NASA’s Hubble Space Telescope has detected water in the atmospheres of five planets beyond our solar system, two recent studies show.
The five exoplanets with hints of water are all scorching-hot, Jupiter-size worlds that are unlikely to host life as we know it. But finding water in their atmospheres still marks a step forward in the search for distant planets that may be capable of supporting alien life, researchers said.
We’re very confident that we see a water signature for multiple planets – Avi Mandell, of NASA’s Goddard Space Flight Center in Greenbelt, Md., lead author of one of the studies, said in a statement.
This work really opens the door for comparing how much water is present in atmospheres on different kinds of exoplanets — for example, hotter versus cooler ones.
The two research teams used Hubble’s Wide Field Camera 3 to analyze starlight passing through the atmospheres of the five “hot Jupiter” planets, which are known as WASP-17b, HD209458b, WASP-12b, WASP-19b and XO-1b.
The atmospheres of all five planets showed signs of water, with the strongest signatures found in the air of WASP-17b and HD209458b.

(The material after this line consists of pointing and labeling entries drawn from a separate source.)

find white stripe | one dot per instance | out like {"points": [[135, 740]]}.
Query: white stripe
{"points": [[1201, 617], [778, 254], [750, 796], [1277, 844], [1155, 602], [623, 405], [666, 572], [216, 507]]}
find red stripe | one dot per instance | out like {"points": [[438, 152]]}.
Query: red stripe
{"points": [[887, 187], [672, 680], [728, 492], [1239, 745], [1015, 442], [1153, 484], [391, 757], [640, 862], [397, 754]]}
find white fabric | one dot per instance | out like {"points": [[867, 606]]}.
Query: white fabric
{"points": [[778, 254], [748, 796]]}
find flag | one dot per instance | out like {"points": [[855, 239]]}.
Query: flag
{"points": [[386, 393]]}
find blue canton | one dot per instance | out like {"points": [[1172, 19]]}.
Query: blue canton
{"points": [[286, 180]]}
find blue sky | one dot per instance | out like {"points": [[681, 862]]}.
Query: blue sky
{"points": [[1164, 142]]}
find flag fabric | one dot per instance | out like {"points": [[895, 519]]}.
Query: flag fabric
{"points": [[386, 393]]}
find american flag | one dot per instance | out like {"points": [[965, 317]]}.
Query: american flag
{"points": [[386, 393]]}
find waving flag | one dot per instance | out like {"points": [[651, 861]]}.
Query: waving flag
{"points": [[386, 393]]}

To determine what’s in the atmosphere of an exoplanet, astronomers watch the planet pass in front of its host star and look at which wavelengths of light are transmitted and which are partially absorbed.
Water is thought to be a common constituent of exoplanet atmospheres and has been found in the air of several other distant worlds to date. In 2011, researchers found a cloud of water so large that it could provide each person on Earth an entire planet’s worth of water–20,000 times over.
The new research marks the first time scientists have measured and compared profiles of the substance in detail across multiple alien worlds.
The exoplanet water study led by Mandell was published Dec 3rd, 2013 in The Astrophysical Journal.